Abdel Nasser Manasra, a relative of Ahmed, 13, and Hassan, 15, said both were cousins. He did not know which had been killed.
Other attacks occurred in Jerusalem’s Old City, where a 17-year-old assailant was killed, and outside the national police headquarters. The attacker, identified as a 16-year-old girl, was shot and wounded, while a police officer was lightly hurt.
The unrest began last month with clashes at Jerusalem’s most sensitive holy site and quickly spread across Israel and into the West Bank and Gaza Strip.
Five Israelis have been killed in stabbings, a shooting and a stoning attack on a moving vehicle, while at least 25 Palestinians, including 10 attackers, have been slain.

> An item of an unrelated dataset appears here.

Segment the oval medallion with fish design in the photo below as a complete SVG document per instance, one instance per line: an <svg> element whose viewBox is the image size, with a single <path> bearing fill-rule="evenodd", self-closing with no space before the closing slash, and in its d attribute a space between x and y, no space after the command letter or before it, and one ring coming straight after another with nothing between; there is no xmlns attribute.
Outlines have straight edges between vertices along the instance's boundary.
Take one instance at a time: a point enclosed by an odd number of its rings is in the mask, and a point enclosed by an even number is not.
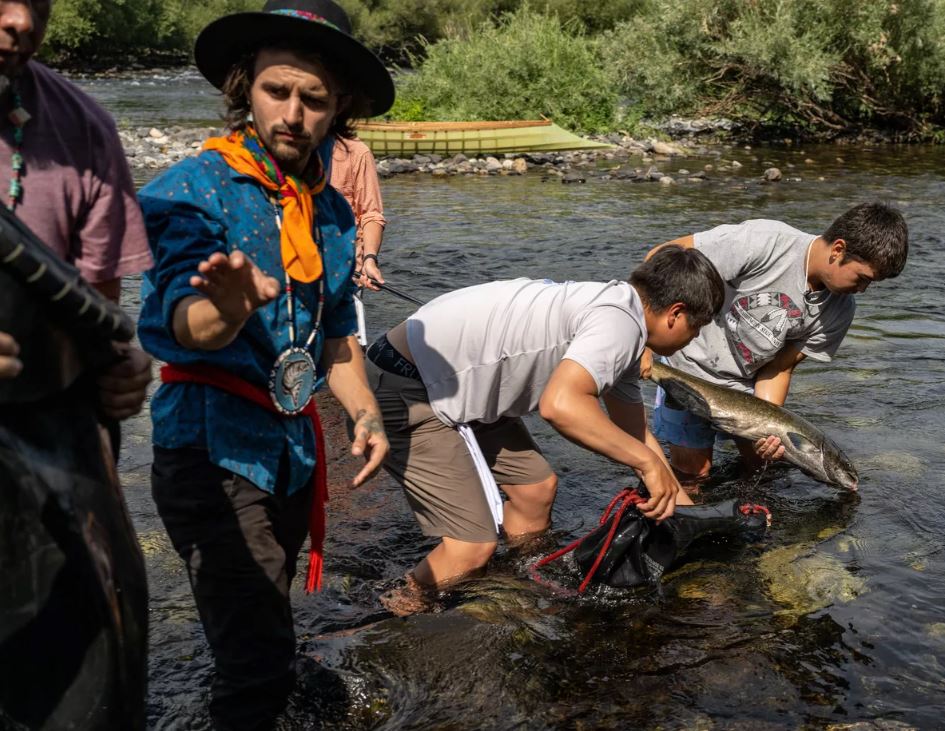
<svg viewBox="0 0 945 731"><path fill-rule="evenodd" d="M301 414L315 392L315 361L303 348L282 352L269 374L269 395L283 414Z"/></svg>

Several Palestinian children, including a 2-year-old girl killed with her mother in a Gaza airstrike, have been among the dead. Hundreds of Palestinians have been wounded in clashes with Israeli troops in the West Bank.
The stabbings have rattled Israel. The attackers, many of them teenagers, have had no affiliation with militant groups, and the seemingly random nature of the stabbings has made it difficult to predict or prevent them.
Netanyahu has come under heavy criticism for failing to stop the violence, and an opinion poll this week showed that more than 70 percent of the public is dissatisfied with his handling of the crisis.